Design Study: A Different Approach to E-Commerce

Recently, I worked on a design to revamp the online retailer Group Mobile. I've never actually designed an e-commerce site before and overall I have discovered that I find the majority of e-commerce web sites to be lacking in innovation when it comes to design. It's all the same thing again and again. Typical uninspired page designs utilizing big menus for every single product category offered by the retailer each with hidden dropdown menus containing a list of equally long options. I just don't see it as an effective solution for browsing. Think about it when you goto these large e-tailer websites do you typically browse through them or do you just find a link directly to the product via a search on a site like

The fact of the matter is that these sites may be accessible from the perspective that there are no broken links. This means every page is connected in someway so a bot could successfully browse through and index every product on the site. And hopefully all of the product information on the website is up to date. But at the end of the day it seems that the act of browsing through these large e-commerce sites was never a major consideration in the design. If you're going to search you'd better know what you want and type in a direct product search. Wandering through an e-commerce site like these is often a difficult, boring, and almost meaningless experience.

A Shopping Consideration

When I started brainstorming a design for Group Mobile I thought about what you might do when you shop for a computer in a store. There are normally two possible situations that typically occur:

Half and Half Design

So with that being said I wanted the site to be easy to navigate manually but also have search accessibility. My approach for the design was to cater to both. One half of the page contains a search bar at the top of the page as well as the bottom. This side also provides customers with content such as the product information for the current product you are browsing etc. etc. Basically the right hand side of the page is the meat, it's what you found, it's what you are looking for.

The left hand side of the page however is a bit different than most. I've dedicated nearly an entire half of the page to browsing the store. If you click one one of the major product categories you get taken to a list page. But not only does the menu button of the category you're browsing get highlighted as the present category; you also get a micro list of all of the products for that category which would have the current product you're browsing highlighted as well. The idea here is that now when you shop you see every similar competitive product offering to the product you are considering along with it's price and photo.

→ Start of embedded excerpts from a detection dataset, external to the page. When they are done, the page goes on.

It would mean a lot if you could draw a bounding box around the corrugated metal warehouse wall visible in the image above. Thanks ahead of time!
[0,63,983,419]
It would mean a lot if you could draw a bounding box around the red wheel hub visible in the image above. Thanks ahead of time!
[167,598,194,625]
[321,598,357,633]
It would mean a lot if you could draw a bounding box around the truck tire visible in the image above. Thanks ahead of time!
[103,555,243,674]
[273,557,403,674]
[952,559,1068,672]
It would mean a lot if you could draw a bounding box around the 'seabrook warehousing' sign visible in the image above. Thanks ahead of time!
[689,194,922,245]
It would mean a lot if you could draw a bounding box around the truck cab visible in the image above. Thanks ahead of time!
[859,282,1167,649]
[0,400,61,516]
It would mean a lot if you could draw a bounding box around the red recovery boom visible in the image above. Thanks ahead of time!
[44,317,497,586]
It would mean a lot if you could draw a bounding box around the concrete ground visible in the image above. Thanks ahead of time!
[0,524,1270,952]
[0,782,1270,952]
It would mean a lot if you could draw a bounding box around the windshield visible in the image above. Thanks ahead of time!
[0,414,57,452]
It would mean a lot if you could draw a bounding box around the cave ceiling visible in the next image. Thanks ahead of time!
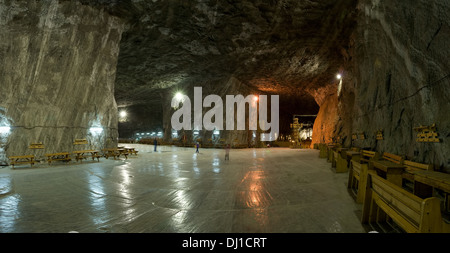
[81,0,356,107]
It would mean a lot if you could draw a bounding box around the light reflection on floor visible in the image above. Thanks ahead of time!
[0,144,365,233]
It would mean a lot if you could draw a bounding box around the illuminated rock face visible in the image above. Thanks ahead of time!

The goal is to expose users to all product offerings rather than hiding them behind a meaningless list of names which may even be hidden behind a drop down menu. Now without any extra clicks or steps I can see the alternative products and how much they all cost in a fraction of the page. Of course there are some disadvantages to this approach. If you have an abundance of products this micro-list would be overwhelming and take up the entire side bar. Likewise, if you have an abundance of categories it could get cumbersome to have a vertical menu that is so long. So these are considerations you would have to make when designing your navigation for an e-commerce site. For Group Mobile I feel this style works because there will only be 6 major product categories (right now I only have three in the mockup) and not more than 10 products to a given category at most.

Dual Navigation

While you saw the actual shopping navigation was located on the left hand side of the page in a vertical menu. There is also a separate nav on the top right hand side of the page dedicated to additional information related to Group Mobile the company as well as additional product information such as industry news, product FAQs, and general tools to help you become a better shopper. These services offered by the site are some of which help it differentiate itself from basic e-commerce sites which simply show you the product but don't explain much about what to look for in the products themselves. These value added services should not be hidden from the customer so we provide as clear, distinct, secondary navigation to expose customers to them as well.

Exposing Information

Ultimately, the thought process behind this layout was to expose the user to as much as possible while not getting too cluttered. I'm not sure if I completely achieved this goal so I'm interested in hearing what your thoughts are. Do you think it's overwhelming? Do you think it's clear? Would you be thrown off by the fact that there are two separate navigation elements on every page? Let me know what you think I'm interested in getting as much feedback on this design as possible.